Sarasbaug is a major landmark in the city of Pune in India. The place where the park now stands was once occupied by a small lake. However, the lake dried up and was later developed into Sarasbaug. The whole  complex is known as Sarasbaug. The Ganesh temple in Saras Baug is also known as Talyatla Ganapati (in Marathi:तळ्यातला गणपती ) which translates as the Ganapati of the lake.

History

The Construction of the Temple started in 1750 under the direction of Naansaheb
Peshwe, the de facto head of the Maratha confederacy. The construction of the temple was completed in 1784 with the idol of Hindu Lord Ganesh in the temple. The temple was built in the lake near the Parvati Temple, which was also the primary residence of the Peshwa family. The inscription in the temple reads: 
|| देवदेवेश्वर सुतं देवं | सारासोद्यान भूषणं ||
|| कल्पद्रुमां त्वां भक्तानां | वन्दे सिद्धीविनायकं ||

The temple was also used for military strategy discussions by the Marathas against the Nizam and the British Empire in the 18th & 19th century as it was situated away from the Parvati Temple. Earlier the garden was not in place and there was a lake and a small temple at the center. The temple used to be called as "Talyatla Ganapati" (Ganesh temple in the lake). The Peshwa, his commander, and the advisors would go in the lake by boat to discuss the issue and plans. It is also recorded that the boats were steered by non-natives like Africans for complete secrecy, as they did not understand the local Marathi language.

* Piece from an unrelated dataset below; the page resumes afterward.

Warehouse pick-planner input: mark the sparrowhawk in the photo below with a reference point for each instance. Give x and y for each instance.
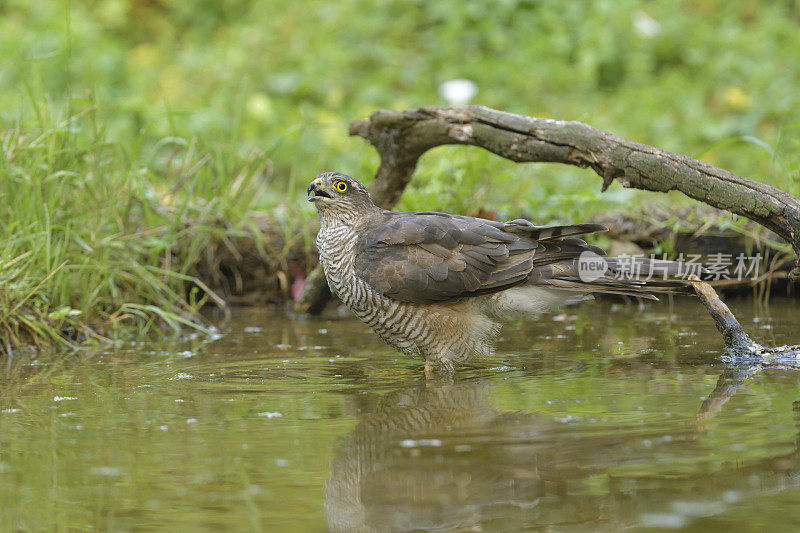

The temple and the area surrounding it were renovated several times in the last 2 centuries. One of the renovations was carried out in 1842 with the help of the East India Company of the British empire.

The last major renovation took place in 1969 under the direction of Mahadev Kumthekar and Anandrao Mane. As part of the last renovation a zoo called Peshwe Park was added to this  area. Then, starting in 1999 and ending in 2005, the animals at the zoo were all moved to the Rajiv Gandhi Zoological Park situated in the south of the city. This garden and temple are one of the primary landmarks of Pune.

In 1995, a small museum, displaying over a few hundred idols of Lord Ganesha, was added to the temple premises.

Location

The temple was constructed at the foot of Parvati hill. 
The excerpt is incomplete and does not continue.